Chilling Conspiracies

Sasha Fenton, Online Managing Editor

9/11 was planned by the US Government, Princess Diana was murdered by the royal family, Obama was born in Kenya, the Apollo moon landing was a hoax, Elvis is still alive and in witness protection, JFK’s assassination was an inside job and global warming is a fraud.

These are a few of the many inexhaustible conspiracy theories and surprisingly over 50% of Americans believe in at least one theory according to the Psychology Today article “The surprising power of conspiracy theories” by Sander van der Linden Ph.D.

We consider ourselves logical, to be otherwise is shameful, however our infatuation with conspiracy theories suggests otherwise. Consider the fact that 97% of leading climate scientists conclude that global warming is real, according to The Consensus Project. And yet, people still believe that global warming is a hoax.

How is it that people can doubt its existence while hurricanes Irene, Sandy, and Matthew have mutilated our coasts? When California is still facing a drought with 2011 to 2014 being the driest in California history? When forest fires and pine beetle infestations in Colorado have scarred the landscape as a result of increased temperatures? When, according to the American Association for the Advancement of Science, one in six species around the world faces extinction as a result of climate change?

These are only a few examples of the effects of climate change, yet the results are terrifying. Many agree that the effects of global warming are not an apocalypse that is to happen way down the road—climate change is happening now.

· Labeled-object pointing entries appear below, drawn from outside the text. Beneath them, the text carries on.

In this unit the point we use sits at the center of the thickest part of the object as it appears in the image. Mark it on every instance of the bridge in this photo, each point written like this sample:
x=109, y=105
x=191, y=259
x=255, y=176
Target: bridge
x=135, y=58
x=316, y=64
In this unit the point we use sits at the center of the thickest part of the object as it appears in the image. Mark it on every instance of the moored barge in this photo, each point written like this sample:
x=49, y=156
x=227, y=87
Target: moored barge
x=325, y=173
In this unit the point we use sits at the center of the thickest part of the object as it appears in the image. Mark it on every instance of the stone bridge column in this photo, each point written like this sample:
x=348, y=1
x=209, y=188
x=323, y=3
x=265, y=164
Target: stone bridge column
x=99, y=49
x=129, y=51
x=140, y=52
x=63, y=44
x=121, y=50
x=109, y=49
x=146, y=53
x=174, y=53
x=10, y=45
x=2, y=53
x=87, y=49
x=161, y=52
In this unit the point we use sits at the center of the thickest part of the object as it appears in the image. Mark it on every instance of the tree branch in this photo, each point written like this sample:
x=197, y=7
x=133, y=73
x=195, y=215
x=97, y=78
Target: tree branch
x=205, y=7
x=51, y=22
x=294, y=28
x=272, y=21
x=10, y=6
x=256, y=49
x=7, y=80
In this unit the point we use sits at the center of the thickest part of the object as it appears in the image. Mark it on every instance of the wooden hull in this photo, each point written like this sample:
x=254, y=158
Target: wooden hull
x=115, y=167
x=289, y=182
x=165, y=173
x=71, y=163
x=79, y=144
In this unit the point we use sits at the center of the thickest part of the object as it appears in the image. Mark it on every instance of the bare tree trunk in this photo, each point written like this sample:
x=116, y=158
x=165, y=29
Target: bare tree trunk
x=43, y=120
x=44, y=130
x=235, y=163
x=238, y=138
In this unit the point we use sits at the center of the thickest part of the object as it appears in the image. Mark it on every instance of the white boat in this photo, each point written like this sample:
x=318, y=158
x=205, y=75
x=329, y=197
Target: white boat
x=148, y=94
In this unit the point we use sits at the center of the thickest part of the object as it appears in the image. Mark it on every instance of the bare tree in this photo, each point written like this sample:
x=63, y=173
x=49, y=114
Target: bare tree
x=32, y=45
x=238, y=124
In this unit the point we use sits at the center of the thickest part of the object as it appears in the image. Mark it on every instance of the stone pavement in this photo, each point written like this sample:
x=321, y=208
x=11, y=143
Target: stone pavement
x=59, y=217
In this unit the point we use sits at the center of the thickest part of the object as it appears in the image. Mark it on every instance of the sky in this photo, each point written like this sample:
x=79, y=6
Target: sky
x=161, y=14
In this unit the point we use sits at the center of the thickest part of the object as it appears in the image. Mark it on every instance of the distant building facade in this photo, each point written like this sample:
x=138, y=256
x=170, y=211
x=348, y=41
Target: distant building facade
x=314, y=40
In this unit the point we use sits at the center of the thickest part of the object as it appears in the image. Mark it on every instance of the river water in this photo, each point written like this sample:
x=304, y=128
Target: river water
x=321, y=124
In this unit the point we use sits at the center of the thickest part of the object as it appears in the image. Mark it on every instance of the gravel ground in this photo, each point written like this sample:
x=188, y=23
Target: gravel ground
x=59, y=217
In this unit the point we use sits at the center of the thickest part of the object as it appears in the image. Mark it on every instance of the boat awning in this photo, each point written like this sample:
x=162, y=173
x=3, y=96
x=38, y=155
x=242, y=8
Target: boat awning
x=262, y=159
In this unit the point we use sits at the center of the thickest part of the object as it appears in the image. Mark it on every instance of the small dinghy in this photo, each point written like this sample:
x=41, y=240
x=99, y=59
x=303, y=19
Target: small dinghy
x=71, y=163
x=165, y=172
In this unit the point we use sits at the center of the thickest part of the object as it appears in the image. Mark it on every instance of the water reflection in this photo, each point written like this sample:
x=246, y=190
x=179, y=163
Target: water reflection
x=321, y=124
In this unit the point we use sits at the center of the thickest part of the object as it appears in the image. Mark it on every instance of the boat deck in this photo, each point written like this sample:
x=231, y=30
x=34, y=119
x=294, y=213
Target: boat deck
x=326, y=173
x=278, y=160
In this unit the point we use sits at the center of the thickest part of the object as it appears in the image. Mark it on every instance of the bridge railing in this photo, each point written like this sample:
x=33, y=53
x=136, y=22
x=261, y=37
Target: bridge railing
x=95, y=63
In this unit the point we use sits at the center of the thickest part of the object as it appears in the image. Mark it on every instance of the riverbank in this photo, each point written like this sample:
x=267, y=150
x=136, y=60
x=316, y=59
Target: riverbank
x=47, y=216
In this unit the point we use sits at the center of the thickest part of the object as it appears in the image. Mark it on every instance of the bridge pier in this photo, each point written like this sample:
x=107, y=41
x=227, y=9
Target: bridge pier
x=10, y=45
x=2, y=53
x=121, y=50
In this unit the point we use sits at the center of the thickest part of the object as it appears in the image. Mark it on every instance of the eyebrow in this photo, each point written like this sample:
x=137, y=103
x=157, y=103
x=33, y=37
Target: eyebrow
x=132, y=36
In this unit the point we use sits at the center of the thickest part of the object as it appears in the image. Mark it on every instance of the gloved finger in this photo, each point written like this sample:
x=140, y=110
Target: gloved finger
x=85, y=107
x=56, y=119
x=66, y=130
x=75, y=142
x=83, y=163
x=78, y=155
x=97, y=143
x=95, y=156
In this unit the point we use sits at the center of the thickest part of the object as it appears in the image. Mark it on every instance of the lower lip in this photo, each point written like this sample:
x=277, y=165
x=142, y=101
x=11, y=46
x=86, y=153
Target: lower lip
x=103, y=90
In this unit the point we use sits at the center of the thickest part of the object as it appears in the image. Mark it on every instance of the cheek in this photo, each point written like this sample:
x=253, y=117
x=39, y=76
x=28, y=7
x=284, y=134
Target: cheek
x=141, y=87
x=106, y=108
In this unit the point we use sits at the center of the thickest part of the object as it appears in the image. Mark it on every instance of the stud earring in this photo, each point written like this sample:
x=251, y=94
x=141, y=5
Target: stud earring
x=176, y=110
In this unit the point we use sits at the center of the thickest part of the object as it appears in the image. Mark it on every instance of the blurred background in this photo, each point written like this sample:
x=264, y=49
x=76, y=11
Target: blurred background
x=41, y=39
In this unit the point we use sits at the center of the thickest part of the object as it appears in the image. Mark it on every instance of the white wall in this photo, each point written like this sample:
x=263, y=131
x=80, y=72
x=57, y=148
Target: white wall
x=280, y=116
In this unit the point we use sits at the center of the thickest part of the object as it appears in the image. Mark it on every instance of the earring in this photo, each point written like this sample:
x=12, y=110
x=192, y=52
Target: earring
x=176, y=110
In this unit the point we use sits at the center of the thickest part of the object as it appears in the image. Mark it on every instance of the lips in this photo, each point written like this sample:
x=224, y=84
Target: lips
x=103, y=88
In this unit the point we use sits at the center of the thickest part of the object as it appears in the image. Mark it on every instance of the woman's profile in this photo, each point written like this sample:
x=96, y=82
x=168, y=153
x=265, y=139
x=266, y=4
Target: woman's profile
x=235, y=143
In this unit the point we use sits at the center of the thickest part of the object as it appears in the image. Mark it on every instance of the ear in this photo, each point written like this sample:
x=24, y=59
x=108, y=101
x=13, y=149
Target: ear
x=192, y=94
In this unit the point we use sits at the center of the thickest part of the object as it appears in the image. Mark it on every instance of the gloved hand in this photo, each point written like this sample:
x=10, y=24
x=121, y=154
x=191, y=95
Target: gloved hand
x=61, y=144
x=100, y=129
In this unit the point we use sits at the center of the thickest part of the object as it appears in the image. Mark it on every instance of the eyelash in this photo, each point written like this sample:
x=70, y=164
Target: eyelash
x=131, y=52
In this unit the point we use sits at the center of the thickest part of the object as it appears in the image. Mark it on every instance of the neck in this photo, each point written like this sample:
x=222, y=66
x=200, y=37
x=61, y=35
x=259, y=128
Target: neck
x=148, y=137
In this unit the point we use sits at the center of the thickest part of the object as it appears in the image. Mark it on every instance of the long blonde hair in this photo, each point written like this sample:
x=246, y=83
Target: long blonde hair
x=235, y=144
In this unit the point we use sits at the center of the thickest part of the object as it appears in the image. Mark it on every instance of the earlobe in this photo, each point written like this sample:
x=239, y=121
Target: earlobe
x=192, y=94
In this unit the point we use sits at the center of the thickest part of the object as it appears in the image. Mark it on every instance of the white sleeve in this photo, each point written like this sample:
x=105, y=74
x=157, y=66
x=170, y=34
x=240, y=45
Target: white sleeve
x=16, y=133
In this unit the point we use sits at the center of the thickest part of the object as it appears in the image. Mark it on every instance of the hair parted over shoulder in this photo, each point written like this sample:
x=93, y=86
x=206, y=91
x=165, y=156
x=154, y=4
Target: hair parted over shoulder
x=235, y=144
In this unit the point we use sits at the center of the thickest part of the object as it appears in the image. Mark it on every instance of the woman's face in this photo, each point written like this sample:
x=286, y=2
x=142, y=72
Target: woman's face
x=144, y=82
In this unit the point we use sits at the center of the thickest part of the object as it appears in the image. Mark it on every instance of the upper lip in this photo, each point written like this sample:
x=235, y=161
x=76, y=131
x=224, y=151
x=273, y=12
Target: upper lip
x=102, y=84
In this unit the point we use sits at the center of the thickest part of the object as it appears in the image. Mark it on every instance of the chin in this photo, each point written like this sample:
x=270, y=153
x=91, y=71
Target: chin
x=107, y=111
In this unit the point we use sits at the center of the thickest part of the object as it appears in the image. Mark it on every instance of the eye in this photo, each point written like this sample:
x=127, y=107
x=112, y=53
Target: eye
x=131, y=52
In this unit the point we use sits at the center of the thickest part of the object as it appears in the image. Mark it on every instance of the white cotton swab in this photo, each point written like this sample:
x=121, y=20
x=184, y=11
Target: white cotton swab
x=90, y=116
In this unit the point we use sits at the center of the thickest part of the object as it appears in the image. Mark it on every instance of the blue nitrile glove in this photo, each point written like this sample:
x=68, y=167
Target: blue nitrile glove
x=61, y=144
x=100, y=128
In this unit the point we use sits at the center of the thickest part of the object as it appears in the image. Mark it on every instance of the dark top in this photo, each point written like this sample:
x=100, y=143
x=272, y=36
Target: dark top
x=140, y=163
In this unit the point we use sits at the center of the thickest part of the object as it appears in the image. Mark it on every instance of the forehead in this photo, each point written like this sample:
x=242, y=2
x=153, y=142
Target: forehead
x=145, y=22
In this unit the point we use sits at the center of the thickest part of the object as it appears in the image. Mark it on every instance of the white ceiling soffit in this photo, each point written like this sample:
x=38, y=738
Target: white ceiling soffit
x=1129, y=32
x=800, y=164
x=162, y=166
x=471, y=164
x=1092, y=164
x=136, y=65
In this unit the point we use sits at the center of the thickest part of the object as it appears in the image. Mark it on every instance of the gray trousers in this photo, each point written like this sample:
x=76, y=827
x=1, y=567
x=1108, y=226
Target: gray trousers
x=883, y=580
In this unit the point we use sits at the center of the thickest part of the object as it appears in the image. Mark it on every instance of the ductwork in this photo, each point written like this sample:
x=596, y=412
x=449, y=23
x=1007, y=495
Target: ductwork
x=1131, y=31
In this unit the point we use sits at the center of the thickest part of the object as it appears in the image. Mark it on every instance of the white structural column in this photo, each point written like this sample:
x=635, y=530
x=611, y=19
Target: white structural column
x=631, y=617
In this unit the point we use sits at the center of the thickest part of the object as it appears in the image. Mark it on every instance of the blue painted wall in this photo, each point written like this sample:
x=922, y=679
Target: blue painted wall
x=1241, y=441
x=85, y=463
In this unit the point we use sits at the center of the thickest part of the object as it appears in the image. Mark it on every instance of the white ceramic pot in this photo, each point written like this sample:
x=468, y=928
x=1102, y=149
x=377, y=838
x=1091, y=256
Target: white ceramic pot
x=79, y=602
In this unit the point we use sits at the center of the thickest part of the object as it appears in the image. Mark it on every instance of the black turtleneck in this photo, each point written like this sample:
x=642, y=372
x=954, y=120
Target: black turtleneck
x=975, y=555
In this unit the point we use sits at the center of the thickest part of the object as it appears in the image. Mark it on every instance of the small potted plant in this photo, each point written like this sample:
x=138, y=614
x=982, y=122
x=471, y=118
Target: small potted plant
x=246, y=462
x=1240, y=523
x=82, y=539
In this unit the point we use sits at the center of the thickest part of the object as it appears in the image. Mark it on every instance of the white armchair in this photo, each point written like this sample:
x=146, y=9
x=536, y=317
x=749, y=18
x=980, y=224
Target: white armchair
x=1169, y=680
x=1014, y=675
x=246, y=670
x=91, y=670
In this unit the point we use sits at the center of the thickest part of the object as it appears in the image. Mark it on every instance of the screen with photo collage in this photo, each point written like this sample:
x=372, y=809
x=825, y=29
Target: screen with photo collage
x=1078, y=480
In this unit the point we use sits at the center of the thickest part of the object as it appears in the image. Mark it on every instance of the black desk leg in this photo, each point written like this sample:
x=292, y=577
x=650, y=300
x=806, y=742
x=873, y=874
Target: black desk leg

The world we emerge into as adults will be very different by the time we retire.

But Linden Ph.D. found in his study of 316 people that after watching a two minute clip about how climate change may be a global conspiracy they were significantly more convinced about the conspiracy, enough to dismiss the facts.

Which leaves us wondering: why?

The answer lies within our own minds in what psychologists refer to as a fundamental attribution error. Also known as correspondence bias or attribution effect, this is the tendency to overestimate other people’s actions as being intentional rather than simply random. We as humans love to believe that everything has a purpose or that there is a grand plan.

So it becomes easier to attribute events to a diabolical, global order of bald men sitting in swivel chairs stroking white cats, than to accept the fact that random things happen.

And while the belief of this global order may not appear to be harmful, conspiracy theories pose a significant threat to how prosocial individuals are. Pro-social is behavior that benefits other people or society as a whole, such as helping, sharing, donating, co-operating, and volunteering.

When an individual believes that global warming is a conspiracy made up by a group in order to manipulate the population, they are less inclined to engage with scientists, politicians, and other people who work to save our environment. The lasting result is that these environmental activists do not get the necessary help, funding, and power to defend our earth against the environmental disaster that we have caused.

The global warming conspiracy theory causes humans, animals, and earth itself to be put in further danger.

The same result of fundamental attribution errors can be found in other fields. Daniel Jolley and Karen M. Douglas describe in their research article “The Effects of Anti-Vaccine Conspiracy Theories on Vaccination Intentions” how parents exposed to and/or following anti-vaccine conspiracy theories were suspicious of the vaccines and faced “feelings of powerlessness, disillusionment and mistrust in authorities.” The overall result was that they were less likely to vaccinate their children, thus putting not just their child but all the people the child interacts with in danger of the disease the vaccine was meant to prevent.

In this case, these parents also teach their children to distrust the authorities. The children grow up thinking that the government isn’t to be trusted, corporations are evil and global orders intend to rule the world.

These children fall prey to the conspiracy-mindset due to another psychological factor called the conjunction fallacy, in which people will often believe two singular events are more likely than a general one.

This fallacy makes it easier for people to believe that vaccines cause autism and global warming is a hoax rather than just vaccines cause autism or global warming is a hoax. It’s the same reason why on a test when the options are a, b, or both, students often select both, although the laws of probability state that the conjunction of two events is always less likely than the events being separate.

So those who believe in one conspiracy are more likely to believe in another as well, and thus prosocial behavior further decreases.

While society may scoff and joke about conspiracy theories, treating them like a ghost story around a campfire, we should all look a little closer and not believe everything we hear. Sometimes a random event is just that.